After 16 years in his Adjudicator uniform, Jack Brockbank jokes that he’s owed his very own Guinness World Records certificate.
“I’m pretty sure I’ve been doing it longer than anyone else at the minute,” Jack told us. “Where’s my certificate?”
Aside from a couple of other people within the company whose main job is something other than adjudicating, Jack really has been carrying that famous clipboard for longer than anyone else.
As we continue our look Behind the Scenes of Guinness World Records, Jack is here to help us understand exactly what it takes to be an Adjudicator.
He’s also keen to tell us about some of the incredible things he’s seen… as well as some of the more unfortunate experiences he’s had.
Jack began his GWR career working at head office.
At the time, everyone in the office was trained to adjudicate record attempts and took turns travelling the world to declare people Officially Amazing.
Jack has now moved on from his office job but wouldn’t dream of giving up his stopwatch.
He said: “Needless to say, it’s a completely unique job, I get asked about it all the time but for me the main thing is I get to witness these snapshots of human excellence and achievement, these amazing people doing incredible things and all the stories that come out of that, and there’s just nothing like it.
“The travelling I’ve done is unparalleled as well as all the amazing people and incredible things I’ve seen.
“I honestly think it’s one of the best jobs in the world.”
Jack remembers his first ever adjudication like it was yesterday.
It was in 2007 when he travelled to Romania to see the longest graffiti scroll.
“The really nerve-wracking bit was the public speaking,” Jack confessed.
“There was a stage and a cordless mic thrust into my hand, but when you’re there in that situation and you’re carrying the brand and everyone is looking at you, something happens, and you just make it work.”
Even after all these years, Jack admits he still gets nervous.
“I get a bit of stage fright and nerves every single time, but I think that’s actually really important.
“There’s something about the nerves that makes you stand up tall and give it the level of gravity that it deserves.”
He says it’s almost like method acting.
“You’re not there to be yourself,” Jack said. “You’re there to be Guinness World Records.”
One of the toughest jobs Jack has faced as an Adjudicator was trying to keep a straight face on the set of UK quiz show Pointless as cheeky host Alexander Armstrong tried to make him laugh.
Jack said: “He just started ribbing me and he was trying everything he could to get me to crack a smile or just retort with some kind of response that’s out of official character.
“He was trying his best to make me break character, but I managed to keep my composure.”
Jack has popped up on TV screens many times over the years on UK shows including Britain's Got Talent, Blue Peter, The Paul O’Grady Show, The One Show, This Morning and reality series The Only Way Is Essex.
But one of the most incredible things he says he’s ever seen was far from the TV cameras.
It was in Assam, India in 2013 that he had the privilege of witnessing the most instruments used in a piece of music.
Jack said he felt “humbled” as he watched 476 performers with 315 different types of musical instrument between them perform a beautiful piece of music composed by award-winning film and music director Rupam Sarmah.

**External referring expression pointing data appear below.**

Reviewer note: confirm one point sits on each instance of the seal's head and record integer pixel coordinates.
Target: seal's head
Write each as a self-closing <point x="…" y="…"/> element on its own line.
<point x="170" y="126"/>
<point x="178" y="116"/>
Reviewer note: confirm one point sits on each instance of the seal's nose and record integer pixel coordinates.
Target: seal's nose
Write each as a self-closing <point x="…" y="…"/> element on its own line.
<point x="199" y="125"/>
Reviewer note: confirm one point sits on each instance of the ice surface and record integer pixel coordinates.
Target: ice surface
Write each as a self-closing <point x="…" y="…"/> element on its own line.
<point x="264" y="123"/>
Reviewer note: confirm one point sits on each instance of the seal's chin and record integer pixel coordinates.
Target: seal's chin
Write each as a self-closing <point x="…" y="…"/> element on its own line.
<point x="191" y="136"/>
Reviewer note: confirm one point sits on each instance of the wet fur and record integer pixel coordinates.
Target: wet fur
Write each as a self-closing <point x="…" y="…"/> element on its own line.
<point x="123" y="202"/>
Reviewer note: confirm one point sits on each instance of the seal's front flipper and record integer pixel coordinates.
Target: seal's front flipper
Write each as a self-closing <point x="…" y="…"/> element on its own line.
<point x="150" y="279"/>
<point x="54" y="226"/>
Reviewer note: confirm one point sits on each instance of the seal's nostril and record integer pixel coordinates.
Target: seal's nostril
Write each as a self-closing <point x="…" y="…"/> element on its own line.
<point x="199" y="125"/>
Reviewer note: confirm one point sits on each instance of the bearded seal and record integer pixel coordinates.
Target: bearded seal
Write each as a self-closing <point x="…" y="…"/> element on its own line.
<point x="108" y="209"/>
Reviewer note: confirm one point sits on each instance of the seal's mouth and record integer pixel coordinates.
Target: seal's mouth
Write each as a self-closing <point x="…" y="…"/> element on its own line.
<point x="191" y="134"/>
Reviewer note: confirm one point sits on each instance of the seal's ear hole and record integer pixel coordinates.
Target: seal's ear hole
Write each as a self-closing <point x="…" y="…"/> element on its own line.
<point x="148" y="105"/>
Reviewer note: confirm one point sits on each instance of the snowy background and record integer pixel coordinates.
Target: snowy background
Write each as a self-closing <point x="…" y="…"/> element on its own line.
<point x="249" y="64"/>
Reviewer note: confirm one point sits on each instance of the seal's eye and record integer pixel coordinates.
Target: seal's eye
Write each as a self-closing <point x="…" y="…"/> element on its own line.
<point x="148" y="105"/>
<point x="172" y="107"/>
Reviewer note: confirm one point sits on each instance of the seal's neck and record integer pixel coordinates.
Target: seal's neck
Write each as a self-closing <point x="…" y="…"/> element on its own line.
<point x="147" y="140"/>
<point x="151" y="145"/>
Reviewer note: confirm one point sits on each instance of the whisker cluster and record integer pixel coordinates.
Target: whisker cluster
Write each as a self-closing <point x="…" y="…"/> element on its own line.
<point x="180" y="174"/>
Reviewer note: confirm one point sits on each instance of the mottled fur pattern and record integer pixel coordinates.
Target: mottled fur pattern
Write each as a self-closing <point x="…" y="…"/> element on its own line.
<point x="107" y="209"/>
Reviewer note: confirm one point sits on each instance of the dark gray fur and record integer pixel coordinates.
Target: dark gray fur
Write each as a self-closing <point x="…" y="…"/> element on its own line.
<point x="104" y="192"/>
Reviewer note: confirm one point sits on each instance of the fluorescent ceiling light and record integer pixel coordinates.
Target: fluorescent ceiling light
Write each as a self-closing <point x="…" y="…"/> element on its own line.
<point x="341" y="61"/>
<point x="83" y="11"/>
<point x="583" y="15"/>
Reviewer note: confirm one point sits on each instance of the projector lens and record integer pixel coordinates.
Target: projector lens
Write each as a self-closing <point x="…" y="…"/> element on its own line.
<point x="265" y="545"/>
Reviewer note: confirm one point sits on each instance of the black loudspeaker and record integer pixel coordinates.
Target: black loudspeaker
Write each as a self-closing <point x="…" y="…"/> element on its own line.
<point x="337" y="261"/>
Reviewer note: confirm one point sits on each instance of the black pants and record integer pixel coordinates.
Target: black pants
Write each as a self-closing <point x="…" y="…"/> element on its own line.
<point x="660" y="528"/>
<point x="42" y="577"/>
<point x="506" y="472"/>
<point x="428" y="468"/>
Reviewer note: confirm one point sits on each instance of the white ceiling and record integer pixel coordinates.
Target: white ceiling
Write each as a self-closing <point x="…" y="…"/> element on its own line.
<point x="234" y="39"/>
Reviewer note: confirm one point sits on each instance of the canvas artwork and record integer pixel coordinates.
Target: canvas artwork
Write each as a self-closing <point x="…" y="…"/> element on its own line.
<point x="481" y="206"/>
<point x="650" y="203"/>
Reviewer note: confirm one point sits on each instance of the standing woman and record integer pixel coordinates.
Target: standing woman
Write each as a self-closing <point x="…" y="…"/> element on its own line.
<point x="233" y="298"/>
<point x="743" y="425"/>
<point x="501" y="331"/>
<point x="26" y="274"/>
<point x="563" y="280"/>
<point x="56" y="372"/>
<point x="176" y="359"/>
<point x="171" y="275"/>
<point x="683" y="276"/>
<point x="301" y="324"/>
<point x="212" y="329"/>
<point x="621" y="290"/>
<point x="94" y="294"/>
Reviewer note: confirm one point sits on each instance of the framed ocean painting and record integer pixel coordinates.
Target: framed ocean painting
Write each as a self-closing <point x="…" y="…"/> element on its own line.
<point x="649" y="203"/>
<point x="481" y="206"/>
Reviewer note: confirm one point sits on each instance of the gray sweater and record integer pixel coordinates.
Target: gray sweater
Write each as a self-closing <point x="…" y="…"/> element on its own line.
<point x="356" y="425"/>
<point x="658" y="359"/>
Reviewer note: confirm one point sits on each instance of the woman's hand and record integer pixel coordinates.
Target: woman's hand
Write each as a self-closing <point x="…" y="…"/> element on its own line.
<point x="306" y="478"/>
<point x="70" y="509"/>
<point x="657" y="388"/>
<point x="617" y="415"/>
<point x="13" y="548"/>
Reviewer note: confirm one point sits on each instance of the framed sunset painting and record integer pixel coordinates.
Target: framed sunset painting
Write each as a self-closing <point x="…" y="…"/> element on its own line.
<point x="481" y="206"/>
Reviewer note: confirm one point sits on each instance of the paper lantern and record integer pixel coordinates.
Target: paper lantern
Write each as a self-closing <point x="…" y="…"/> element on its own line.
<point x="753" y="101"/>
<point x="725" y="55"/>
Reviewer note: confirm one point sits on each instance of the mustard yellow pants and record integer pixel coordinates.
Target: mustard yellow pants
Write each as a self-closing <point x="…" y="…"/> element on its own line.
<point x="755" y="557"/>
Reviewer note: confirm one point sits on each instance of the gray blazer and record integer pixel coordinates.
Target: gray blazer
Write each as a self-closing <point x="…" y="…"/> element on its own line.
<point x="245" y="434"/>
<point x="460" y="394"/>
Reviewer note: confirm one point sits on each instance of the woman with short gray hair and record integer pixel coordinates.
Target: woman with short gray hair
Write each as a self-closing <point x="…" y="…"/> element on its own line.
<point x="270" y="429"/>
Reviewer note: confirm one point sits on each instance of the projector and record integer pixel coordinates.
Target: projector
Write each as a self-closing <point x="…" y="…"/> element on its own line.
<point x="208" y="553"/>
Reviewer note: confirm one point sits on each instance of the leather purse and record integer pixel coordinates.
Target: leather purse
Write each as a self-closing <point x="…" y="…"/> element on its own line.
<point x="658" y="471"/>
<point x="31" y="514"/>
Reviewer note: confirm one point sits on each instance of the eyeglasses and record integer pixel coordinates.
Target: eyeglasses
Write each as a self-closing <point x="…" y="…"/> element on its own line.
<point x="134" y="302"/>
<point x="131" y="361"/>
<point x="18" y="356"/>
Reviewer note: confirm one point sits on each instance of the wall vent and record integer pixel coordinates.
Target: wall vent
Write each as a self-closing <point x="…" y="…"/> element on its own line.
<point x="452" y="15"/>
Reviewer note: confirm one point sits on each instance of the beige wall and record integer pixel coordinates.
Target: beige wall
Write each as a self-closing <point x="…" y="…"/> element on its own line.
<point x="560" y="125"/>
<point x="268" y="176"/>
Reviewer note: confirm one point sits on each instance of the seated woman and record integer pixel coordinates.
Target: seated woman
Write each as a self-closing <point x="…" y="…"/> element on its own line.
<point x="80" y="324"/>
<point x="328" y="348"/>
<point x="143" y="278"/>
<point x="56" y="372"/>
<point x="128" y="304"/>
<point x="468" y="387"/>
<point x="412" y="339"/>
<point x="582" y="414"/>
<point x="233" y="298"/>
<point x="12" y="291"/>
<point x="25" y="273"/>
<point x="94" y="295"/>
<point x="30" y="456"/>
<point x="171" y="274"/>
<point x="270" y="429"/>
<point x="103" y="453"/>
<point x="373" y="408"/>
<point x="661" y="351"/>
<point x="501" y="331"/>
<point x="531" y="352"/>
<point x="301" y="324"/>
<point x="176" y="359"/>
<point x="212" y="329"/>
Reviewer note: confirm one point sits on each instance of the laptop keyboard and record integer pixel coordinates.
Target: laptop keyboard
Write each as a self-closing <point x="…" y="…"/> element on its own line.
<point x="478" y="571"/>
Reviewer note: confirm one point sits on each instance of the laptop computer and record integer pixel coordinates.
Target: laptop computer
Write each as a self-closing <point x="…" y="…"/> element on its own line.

And he admits he also enjoyed the power of being able to call out an instrument and have those performers play on his command.
Things haven’t always gone so swimmingly though.

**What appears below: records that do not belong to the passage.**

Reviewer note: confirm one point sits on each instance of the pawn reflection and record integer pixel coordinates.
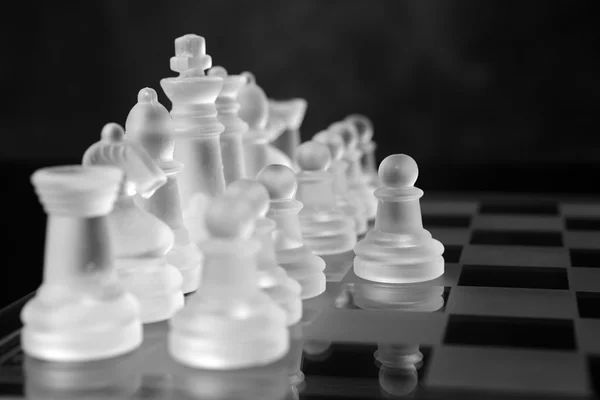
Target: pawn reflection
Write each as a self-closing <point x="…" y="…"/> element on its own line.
<point x="398" y="363"/>
<point x="115" y="378"/>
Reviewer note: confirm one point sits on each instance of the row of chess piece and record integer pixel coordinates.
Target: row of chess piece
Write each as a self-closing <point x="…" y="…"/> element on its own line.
<point x="133" y="228"/>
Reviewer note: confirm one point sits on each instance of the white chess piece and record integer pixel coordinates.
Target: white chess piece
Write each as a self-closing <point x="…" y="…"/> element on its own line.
<point x="229" y="323"/>
<point x="272" y="278"/>
<point x="350" y="205"/>
<point x="254" y="109"/>
<point x="367" y="147"/>
<point x="194" y="113"/>
<point x="232" y="144"/>
<point x="326" y="229"/>
<point x="292" y="112"/>
<point x="150" y="126"/>
<point x="140" y="239"/>
<point x="81" y="312"/>
<point x="298" y="260"/>
<point x="352" y="155"/>
<point x="398" y="249"/>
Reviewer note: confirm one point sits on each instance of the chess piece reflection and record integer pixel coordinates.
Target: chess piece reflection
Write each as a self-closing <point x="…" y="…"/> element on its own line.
<point x="150" y="126"/>
<point x="141" y="240"/>
<point x="114" y="378"/>
<point x="81" y="312"/>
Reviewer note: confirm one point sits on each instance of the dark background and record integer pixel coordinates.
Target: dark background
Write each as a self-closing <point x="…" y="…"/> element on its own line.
<point x="485" y="95"/>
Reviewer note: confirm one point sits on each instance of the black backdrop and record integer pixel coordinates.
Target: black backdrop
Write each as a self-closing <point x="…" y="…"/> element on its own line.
<point x="491" y="95"/>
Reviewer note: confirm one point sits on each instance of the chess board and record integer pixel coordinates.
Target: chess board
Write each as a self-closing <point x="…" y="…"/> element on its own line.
<point x="516" y="315"/>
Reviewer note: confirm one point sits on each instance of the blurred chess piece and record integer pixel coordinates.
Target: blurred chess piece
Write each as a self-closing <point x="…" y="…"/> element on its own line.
<point x="326" y="229"/>
<point x="81" y="312"/>
<point x="367" y="146"/>
<point x="258" y="383"/>
<point x="114" y="378"/>
<point x="151" y="127"/>
<point x="232" y="138"/>
<point x="197" y="129"/>
<point x="292" y="113"/>
<point x="298" y="260"/>
<point x="272" y="278"/>
<point x="398" y="249"/>
<point x="352" y="206"/>
<point x="141" y="240"/>
<point x="254" y="110"/>
<point x="229" y="323"/>
<point x="352" y="155"/>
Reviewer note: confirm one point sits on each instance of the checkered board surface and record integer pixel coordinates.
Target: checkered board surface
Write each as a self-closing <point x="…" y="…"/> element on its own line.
<point x="518" y="315"/>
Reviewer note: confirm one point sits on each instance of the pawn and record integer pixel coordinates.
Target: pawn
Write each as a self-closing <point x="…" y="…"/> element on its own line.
<point x="81" y="312"/>
<point x="150" y="126"/>
<point x="272" y="278"/>
<point x="325" y="227"/>
<point x="298" y="260"/>
<point x="352" y="155"/>
<point x="367" y="146"/>
<point x="350" y="205"/>
<point x="398" y="249"/>
<point x="141" y="240"/>
<point x="229" y="323"/>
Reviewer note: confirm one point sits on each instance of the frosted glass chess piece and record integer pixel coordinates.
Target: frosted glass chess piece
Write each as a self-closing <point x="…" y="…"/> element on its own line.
<point x="151" y="127"/>
<point x="350" y="205"/>
<point x="398" y="249"/>
<point x="292" y="112"/>
<point x="298" y="260"/>
<point x="326" y="229"/>
<point x="194" y="113"/>
<point x="254" y="109"/>
<point x="81" y="312"/>
<point x="140" y="239"/>
<point x="229" y="322"/>
<point x="367" y="146"/>
<point x="272" y="278"/>
<point x="352" y="155"/>
<point x="232" y="144"/>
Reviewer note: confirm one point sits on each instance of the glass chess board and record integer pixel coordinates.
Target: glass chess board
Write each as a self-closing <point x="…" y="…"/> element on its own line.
<point x="516" y="315"/>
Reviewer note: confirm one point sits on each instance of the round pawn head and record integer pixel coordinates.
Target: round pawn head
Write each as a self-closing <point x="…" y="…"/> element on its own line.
<point x="254" y="105"/>
<point x="279" y="180"/>
<point x="333" y="141"/>
<point x="313" y="156"/>
<point x="347" y="132"/>
<point x="363" y="125"/>
<point x="252" y="191"/>
<point x="229" y="217"/>
<point x="217" y="71"/>
<point x="112" y="133"/>
<point x="398" y="170"/>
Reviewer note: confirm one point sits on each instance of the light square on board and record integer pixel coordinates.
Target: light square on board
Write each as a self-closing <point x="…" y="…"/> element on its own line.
<point x="511" y="302"/>
<point x="448" y="207"/>
<point x="351" y="326"/>
<point x="528" y="256"/>
<point x="451" y="236"/>
<point x="584" y="279"/>
<point x="541" y="223"/>
<point x="588" y="335"/>
<point x="508" y="370"/>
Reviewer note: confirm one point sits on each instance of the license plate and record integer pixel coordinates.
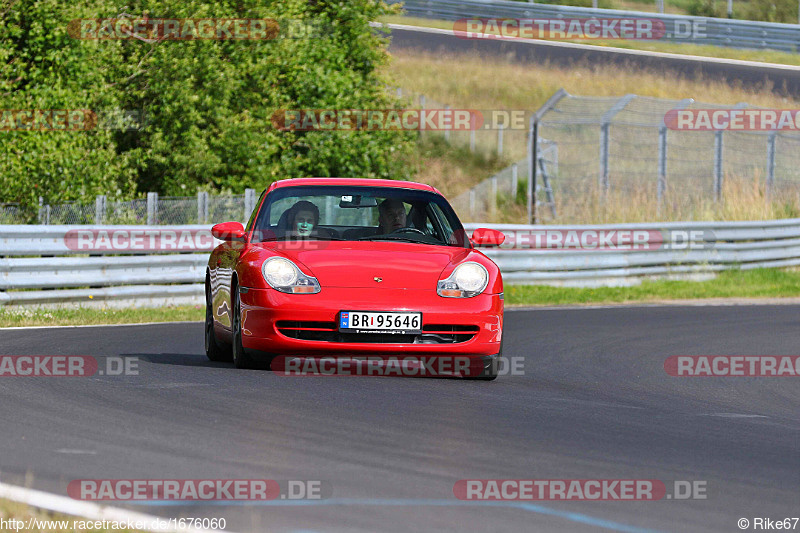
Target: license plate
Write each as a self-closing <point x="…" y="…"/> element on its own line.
<point x="380" y="322"/>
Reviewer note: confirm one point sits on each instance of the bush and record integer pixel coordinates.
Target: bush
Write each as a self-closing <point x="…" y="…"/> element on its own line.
<point x="772" y="10"/>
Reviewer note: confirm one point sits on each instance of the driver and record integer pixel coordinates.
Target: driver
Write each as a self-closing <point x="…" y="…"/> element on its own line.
<point x="391" y="216"/>
<point x="303" y="218"/>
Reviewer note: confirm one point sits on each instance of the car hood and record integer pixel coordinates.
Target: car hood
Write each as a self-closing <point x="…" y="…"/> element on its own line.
<point x="361" y="264"/>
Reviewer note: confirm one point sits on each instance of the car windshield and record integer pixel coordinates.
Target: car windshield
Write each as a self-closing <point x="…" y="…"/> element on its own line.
<point x="349" y="213"/>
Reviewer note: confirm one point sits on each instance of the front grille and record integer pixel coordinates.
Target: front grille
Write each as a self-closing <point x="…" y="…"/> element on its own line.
<point x="329" y="332"/>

Jack was once left stranded in the mountains in Italy after declaring a record attempt unsuccessful and leaving the participants less than impressed.
He said: “There was a lot of booing and hissing and they all just sort of turned around and left. I was keeping clear because there was a lot of bad feeling, but what I didn’t expect was not to be offered a lift back.
“So, I was just left there stranded in the mountains, but thankfully a passer-by took pity on me and gave me a lift back to the local town. It was quite a long drive so it would have been a very long walk through the mountains in my Adjudicator suit.”
What’s absolutely clear is that Jack loves his job and is proud to wear the uniform.
He said: “Some records are so iconic that the people who achieve them become huge stars after being in the book. Some people have made their whole careers out of it.
“I get asked quite a lot if you get money for having a record, but you don’t and that’s not really the point of it.
“It’s the accolade of being officially recognized as number one in the world at something.”
Record-breaking is something Jack loves to try out for himself too, even if it is just for fun.
“We used to try to break records at staff parties,” Jack said.
“When I was new in the office and keen to impress, I managed to achieve most apples bobbed in one minute. It was called a ‘staff record’ though, as GWR staff aren’t allowed to be record holders.
“Of course, the number I got has been completely smashed since then.”
The current record is 37 and held by Cherry Yoshitake (Japan), so Jack will need plenty of practice if he wants to reclaim it.